Reconocía o creía reconocer el origen del “estructuralismo” en la necesidad, cuando

la peste se extiende, de cartografiar el espacio (físico e intelectual), a fin de

determinar exactamente, y según las reglas de una estricta agrimensura, las

siniestras regiones de la enfermedad -obligación a la cual, tanto en los campos de

maniobra militares como más tarde en la escuela o en el hospital, los cuerpos

humanos aprenden a someterse para imbuirse de obediencia y poder funcionar como

unidades intercambiables: “En la disciplina, los elementos son intercambiables, ya

que cada cual se define por el lugar que ocupa en la serie, y por la distancia que le

separa de los demás.”

La fragmentación rigurosa que obliga al cuerpo a dejarse registrar, desarticular y, si

fuera preciso, reconstituir, encontrará su máxima expresión en la utopía de

Bentham, la ejemplar Panopticon, que muestra el poder absoluto de una total

transparencia. (Ésta es exactamente la ficción de Orwell.)

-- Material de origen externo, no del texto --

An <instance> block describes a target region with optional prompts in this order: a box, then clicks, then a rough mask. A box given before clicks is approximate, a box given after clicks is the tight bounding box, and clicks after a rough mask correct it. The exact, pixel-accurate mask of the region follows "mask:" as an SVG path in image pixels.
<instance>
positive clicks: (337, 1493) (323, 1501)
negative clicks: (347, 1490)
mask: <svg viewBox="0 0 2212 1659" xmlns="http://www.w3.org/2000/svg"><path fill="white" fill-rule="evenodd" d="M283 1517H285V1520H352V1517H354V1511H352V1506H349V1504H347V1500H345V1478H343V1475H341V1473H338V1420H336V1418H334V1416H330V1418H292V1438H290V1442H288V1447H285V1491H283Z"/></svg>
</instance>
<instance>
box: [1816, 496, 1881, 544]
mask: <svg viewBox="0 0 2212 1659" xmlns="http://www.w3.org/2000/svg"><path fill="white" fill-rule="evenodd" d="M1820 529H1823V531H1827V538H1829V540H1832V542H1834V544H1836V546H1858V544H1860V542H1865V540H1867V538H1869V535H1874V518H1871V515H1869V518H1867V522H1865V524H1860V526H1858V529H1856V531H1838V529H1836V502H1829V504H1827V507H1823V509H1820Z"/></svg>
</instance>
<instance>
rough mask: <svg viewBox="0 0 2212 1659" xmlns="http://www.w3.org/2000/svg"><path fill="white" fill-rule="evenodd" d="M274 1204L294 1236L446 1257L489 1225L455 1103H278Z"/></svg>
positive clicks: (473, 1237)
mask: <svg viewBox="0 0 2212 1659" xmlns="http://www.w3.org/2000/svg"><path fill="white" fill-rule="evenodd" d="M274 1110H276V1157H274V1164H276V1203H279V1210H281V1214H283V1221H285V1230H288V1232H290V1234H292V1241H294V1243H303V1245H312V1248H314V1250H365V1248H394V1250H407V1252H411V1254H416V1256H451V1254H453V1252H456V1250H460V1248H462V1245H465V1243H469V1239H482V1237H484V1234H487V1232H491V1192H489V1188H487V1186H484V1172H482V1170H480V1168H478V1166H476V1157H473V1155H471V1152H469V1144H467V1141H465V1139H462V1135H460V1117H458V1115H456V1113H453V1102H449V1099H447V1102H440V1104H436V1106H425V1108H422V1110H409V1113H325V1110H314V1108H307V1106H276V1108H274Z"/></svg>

Una transparencia semejante (como la que Hugo impone a Caín hasta en la misma

tumba) tiene la trágica ventaja de hacer inútil la violencia física a la que el cuerpo,

de lo contrario, debería someterse. Pero todavía hay más. La vigilancia -El hecho de
estar bajo vigilancia- que no consiste únicamente en la que ejercen los guardias,

sino que se identifica con la condición humana, cuando se quiere convertir ésta a la

vez en obediente (conforme a las reglas) y productiva ( o sea útil), va a dar lugar a

todas las formas posibles de observación, de encuesta, de experimentación,de las

que no podrá prescindir ninguna ciencia auténtica. ¿Acaso tampoco ningún poder?

Esto es menos probable, pues la soberanía tiene unos orígenes oscuros que hay que

buscas más en la dirección del gasto que en la del uso, sin hablar de principios

organizadores más nefastos todavía, si estos perpetúan el simbolismo de la sangre, a

la que el racismo de hoy día continua haciendo referencia.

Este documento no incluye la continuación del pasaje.